More temperature records to start April

Following a record-setting month of March, April started with some new high temperature records in the southwestern counties of Minnesota. On April 1st (April Fool's Day) Marshall set a new record with 78 degrees F, Pipestone had a new record 81 degrees F, Sioux Falls, SD set a new record with 89 degrees F, and Luverne set a new state record with a high of 90 degrees F. April 2nd brought more records with highs of 80 degrees F at Lakefield, 84 degrees F at Sioux Falls and Worthington, 86 degrees F at Luverne, and a new statewide record of 88 degrees F at Pipestone. And on April 3rd new temperature records were set with 79 degrees F at Redwood Falls, 81 degrees F at Windom and Pipestone, and 82 degrees F at Lakefield. Temperatures in southern and western portions of the state are averaging 13-18 degrees F warmer than normal for the month of April so far.

April 2nd also brought a round of thunderstorms to the state, some bringing large hail (up to 3/4 inch diameter). A few observers reported 0.30 to 0.50 inches of rainfall, but it was quite spotty.

Soil moisture still short, but improving in some places

University of Minnesota Research and Outreach Centers monitor soil moisture conditions for Minnesota's major crops. Last fall's (2011) measurements made it obvious that soil moisture storage was well below normal going into the winter season. For many areas over winter and early spring precipitation has been inadequate to help fully restore soil moisture to near normal levels for the spring. At Lamberton the final measurements from last fall showed 2.95 inches of stored soil moisture in the top 5 feet of the soil profile. Measurements made earlier this week showed that the profile moisture content had only "improved" to 3.09 inches of stored moisture, still roughly 2.5 inches less than average for this time of year. Further much of this moisture lies well below 3 feet and is out of the reach of crop rooting systems early in the growing season. So additional spring rains in April and early May are needed to recharge the upper layers of the soil for good germination and early development of corn and soybean crops.

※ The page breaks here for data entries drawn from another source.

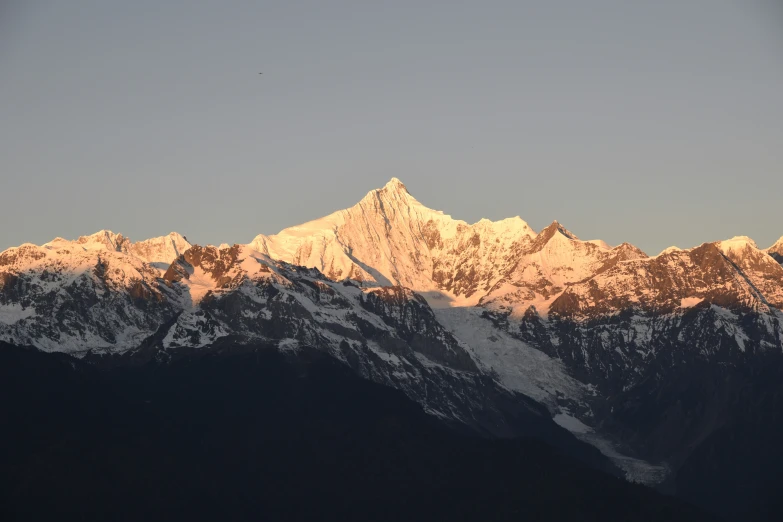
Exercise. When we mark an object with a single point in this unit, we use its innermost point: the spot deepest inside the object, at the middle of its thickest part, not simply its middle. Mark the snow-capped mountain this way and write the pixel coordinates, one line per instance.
(467, 319)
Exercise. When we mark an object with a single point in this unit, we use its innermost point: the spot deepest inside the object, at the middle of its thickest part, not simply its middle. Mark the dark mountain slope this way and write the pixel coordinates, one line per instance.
(264, 436)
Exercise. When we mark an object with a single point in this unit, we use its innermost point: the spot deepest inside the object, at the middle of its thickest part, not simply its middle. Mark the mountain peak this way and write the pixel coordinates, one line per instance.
(395, 184)
(555, 227)
(737, 243)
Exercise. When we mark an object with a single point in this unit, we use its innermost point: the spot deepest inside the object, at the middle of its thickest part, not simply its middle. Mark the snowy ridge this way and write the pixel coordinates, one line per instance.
(462, 317)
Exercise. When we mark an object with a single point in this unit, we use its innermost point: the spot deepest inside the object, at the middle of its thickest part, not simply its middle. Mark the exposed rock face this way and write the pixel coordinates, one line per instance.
(605, 337)
(63, 297)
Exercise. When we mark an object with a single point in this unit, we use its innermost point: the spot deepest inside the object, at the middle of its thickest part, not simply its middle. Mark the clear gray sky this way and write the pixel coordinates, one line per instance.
(656, 123)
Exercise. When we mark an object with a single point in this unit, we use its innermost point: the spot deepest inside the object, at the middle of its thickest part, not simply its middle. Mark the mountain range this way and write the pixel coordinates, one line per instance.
(663, 369)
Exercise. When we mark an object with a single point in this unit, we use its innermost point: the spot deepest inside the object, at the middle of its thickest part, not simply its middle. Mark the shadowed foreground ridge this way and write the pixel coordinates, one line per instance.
(260, 435)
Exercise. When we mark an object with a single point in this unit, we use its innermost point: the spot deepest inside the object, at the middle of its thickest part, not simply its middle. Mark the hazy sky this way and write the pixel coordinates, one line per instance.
(656, 123)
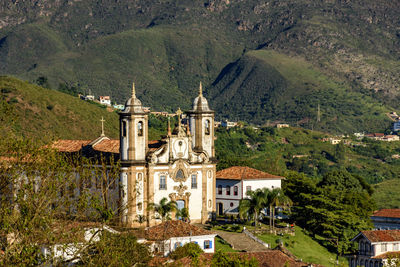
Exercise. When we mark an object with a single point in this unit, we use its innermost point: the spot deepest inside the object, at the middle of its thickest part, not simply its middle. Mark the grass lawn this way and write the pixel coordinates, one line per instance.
(303, 247)
(387, 194)
(220, 244)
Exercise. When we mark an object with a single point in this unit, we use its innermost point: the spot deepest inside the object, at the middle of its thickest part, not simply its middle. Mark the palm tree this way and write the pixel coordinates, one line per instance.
(278, 199)
(163, 208)
(253, 204)
(183, 214)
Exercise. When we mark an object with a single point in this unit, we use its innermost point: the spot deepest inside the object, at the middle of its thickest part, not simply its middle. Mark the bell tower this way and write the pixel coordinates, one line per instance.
(201, 122)
(133, 148)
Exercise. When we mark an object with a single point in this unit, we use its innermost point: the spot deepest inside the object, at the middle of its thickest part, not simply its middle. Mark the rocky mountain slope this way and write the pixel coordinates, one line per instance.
(167, 47)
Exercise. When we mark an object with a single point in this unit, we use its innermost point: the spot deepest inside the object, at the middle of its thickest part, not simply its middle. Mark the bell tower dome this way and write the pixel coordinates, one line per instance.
(133, 130)
(201, 122)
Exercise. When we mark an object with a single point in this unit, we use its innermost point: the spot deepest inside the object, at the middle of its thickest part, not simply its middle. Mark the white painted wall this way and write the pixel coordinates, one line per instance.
(195, 198)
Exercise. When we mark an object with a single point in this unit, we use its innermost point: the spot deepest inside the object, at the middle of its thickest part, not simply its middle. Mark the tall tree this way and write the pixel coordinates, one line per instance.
(277, 198)
(251, 206)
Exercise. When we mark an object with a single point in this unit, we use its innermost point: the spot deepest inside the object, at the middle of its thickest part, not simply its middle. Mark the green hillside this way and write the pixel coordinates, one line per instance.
(31, 111)
(387, 194)
(278, 150)
(265, 85)
(282, 57)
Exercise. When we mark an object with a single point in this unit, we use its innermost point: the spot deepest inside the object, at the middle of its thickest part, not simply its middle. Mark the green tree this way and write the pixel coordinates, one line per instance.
(116, 250)
(221, 259)
(163, 208)
(191, 250)
(251, 206)
(182, 214)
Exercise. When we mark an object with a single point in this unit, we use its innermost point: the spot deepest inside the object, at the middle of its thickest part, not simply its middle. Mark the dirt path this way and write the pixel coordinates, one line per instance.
(240, 241)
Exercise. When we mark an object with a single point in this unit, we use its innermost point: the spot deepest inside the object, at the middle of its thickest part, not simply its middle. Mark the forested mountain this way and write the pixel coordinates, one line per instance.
(260, 61)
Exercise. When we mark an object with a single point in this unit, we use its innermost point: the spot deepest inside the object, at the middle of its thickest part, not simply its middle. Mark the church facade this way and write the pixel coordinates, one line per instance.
(180, 167)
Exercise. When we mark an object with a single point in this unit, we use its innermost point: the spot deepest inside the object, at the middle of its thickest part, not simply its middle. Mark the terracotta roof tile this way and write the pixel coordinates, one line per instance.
(175, 228)
(243, 173)
(271, 258)
(110, 145)
(382, 235)
(390, 213)
(70, 145)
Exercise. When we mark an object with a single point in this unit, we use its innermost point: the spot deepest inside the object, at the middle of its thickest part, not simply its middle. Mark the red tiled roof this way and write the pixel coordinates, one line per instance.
(391, 254)
(175, 228)
(243, 173)
(110, 145)
(70, 145)
(106, 145)
(382, 235)
(390, 213)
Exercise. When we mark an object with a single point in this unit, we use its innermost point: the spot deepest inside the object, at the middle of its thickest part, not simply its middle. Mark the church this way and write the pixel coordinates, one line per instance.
(180, 167)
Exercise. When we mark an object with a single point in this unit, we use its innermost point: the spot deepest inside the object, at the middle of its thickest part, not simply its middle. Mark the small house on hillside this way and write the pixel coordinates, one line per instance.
(234, 182)
(105, 100)
(375, 248)
(386, 219)
(167, 236)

For some areas, over winter and early spring recharge has been helpful. For example, at Waseca the final soil moisture measurements from last fall showed 4.67 inches of available moisture in the top 5 feet of the soil profile. The measurements made earlier this week in the same soil showed 7.37 inches of available stored soil moisture, an increase of 2.70 inches. This recharge came primarily from the Leap Day storm (Feb 29) which dropped 1.96 inches of rain, and the mid-March rains (Mar 20-23) which infiltrated the soil as well. Though this measurement is still below normal for stored soil moisture this time of year, this level of moisture is adequate for starting the planting season with optimism in the Waseca area.

Periodic seasonal updates on soil moisture values around the state will be available under the Agricultural Climate Information section of our web site.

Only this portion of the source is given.